Sonuç: Hayırlı uğurlu olsun, güzel bir hikâyemiz oldu! Belki sadece birkaç cümle ile anekdot olarak anlatabilirdik. Lâkin karşımızdaki kişinin zihninde bu kadar kalıcı olamayabilirdi.

Hikâyesi bulunan olaylar, nesneler, akılda kalıcı olduğu gibi her yeni anlatımda, anlatan insanın katkıları netîcesinde daha da gelişir. Peki, hikâyeler insanı neden bu kadar çok etkiler?

İnsan hikâye dinlerken, sorgulayan mantığı devreden çıkarıp bağ kuran ve anlam arayan psikolojiye bürünerek algılarını açıp etkilenmeye açık bir duruma geçmekteymiş.

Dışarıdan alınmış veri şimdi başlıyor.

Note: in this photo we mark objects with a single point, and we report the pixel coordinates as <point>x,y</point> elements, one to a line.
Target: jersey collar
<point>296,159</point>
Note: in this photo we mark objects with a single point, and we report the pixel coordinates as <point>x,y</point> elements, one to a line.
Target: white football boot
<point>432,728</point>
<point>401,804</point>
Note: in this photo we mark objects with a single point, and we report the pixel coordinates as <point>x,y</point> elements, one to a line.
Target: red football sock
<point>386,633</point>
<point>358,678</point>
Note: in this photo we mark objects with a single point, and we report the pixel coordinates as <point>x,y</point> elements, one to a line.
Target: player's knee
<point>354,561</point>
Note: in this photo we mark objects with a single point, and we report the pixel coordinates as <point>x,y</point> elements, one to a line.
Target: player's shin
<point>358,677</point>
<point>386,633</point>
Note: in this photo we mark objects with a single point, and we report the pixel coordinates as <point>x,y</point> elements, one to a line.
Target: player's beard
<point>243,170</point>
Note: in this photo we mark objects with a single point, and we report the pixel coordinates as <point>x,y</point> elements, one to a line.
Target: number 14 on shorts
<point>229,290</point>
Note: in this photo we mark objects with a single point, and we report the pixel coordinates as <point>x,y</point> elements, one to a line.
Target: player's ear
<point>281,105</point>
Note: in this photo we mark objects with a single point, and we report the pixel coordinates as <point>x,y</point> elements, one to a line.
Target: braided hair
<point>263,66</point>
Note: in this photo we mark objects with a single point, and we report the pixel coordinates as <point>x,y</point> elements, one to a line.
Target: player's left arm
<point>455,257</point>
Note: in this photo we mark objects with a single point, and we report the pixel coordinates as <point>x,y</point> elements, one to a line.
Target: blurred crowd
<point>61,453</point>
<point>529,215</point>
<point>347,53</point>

İçerisinde birçok mesaj barındıran hikâyeler, hayata dair önemli kavramları da kimi zaman eğlenceli, kimi zamanda hüzünlü bir şekilde sunarak, hem bilişsel, hem de duygu dünyamızın gelişimine önemli katkı sağlar. Günümüzde “hikâyeleştirme” kelimesini pazarlamadan siyasete varıncaya kadar hemen hemen her alanda görmek ve duymak mümkün hâle gelmiştir. “Düş Toplumu” kitabının yazarı fütürist Rolf Jensen, bir röportajı sırasında, “Neden ‘Düş Toplumu’?” sorusuna, “Gelecek bu yeni döneme ‘Düş Toplumu’ adını uygun gördüm. Bu işletmelerin, toplulukların, fert olarak insanların sadece verileriyle değil, hikâyeleriyle de gelişip serpilecekleri yeni bir toplumdur” cevabını vermiş.

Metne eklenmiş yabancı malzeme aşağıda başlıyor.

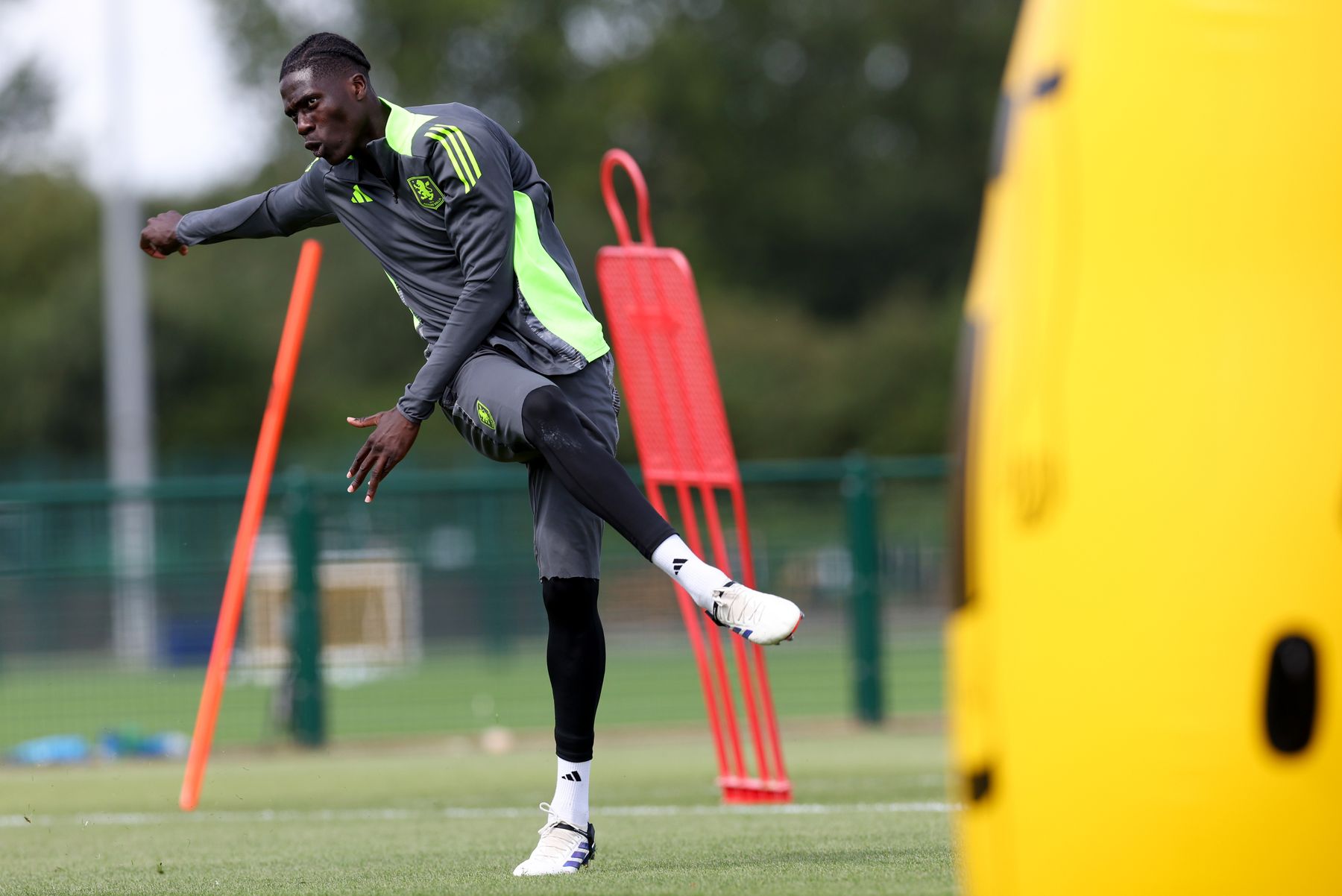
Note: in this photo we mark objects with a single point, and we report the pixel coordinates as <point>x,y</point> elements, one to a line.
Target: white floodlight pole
<point>127,361</point>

Her marka, tıpkı olaylar gibi hikâyeleştirilmeyi sever. İster ki, hikâyesi dilden dile dolaşarak büyüsün. Aynı zamanda hikâyeler markanın kolay ve anlaşılır nitelikte kimlik bilgisini de içerir. Bir adım öne geçmek isteyen markaların yapması gereken, iyi bir ürüne/hizmete ya da fiyata sahip olmanın yanında, bunlardan daha da önemlisi, satın alma kararında etkili olan ve markayı diğer rakiplerden farklılaştıran marka hikâyesi oluşturmalarıdır.

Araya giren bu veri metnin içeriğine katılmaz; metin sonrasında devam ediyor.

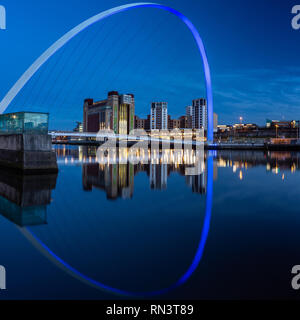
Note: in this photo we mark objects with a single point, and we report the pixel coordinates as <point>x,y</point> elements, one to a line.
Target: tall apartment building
<point>173,123</point>
<point>199,114</point>
<point>115,113</point>
<point>142,123</point>
<point>159,115</point>
<point>189,117</point>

Eğer bir marka olarak ürünlerimizi satın alanların hayatlarına dokunmak ve onların gönüllerinde kalıcı olmak istiyorsak, etkileyici bir hikâye şarttır. Bu hikâye, markanın kuruluş hikâyesi olabileceği gibi ürünün hammaddesinin nereden ve nasıl temin edildiği veya üretim aşaması da olabilir. Birçoğumuzun severek tükettiği, ünü dünyaya nam salmış Kahramanmaraş dondurmasının hikâyesi ise bu maddelerin hepsini kapsar nitelikte.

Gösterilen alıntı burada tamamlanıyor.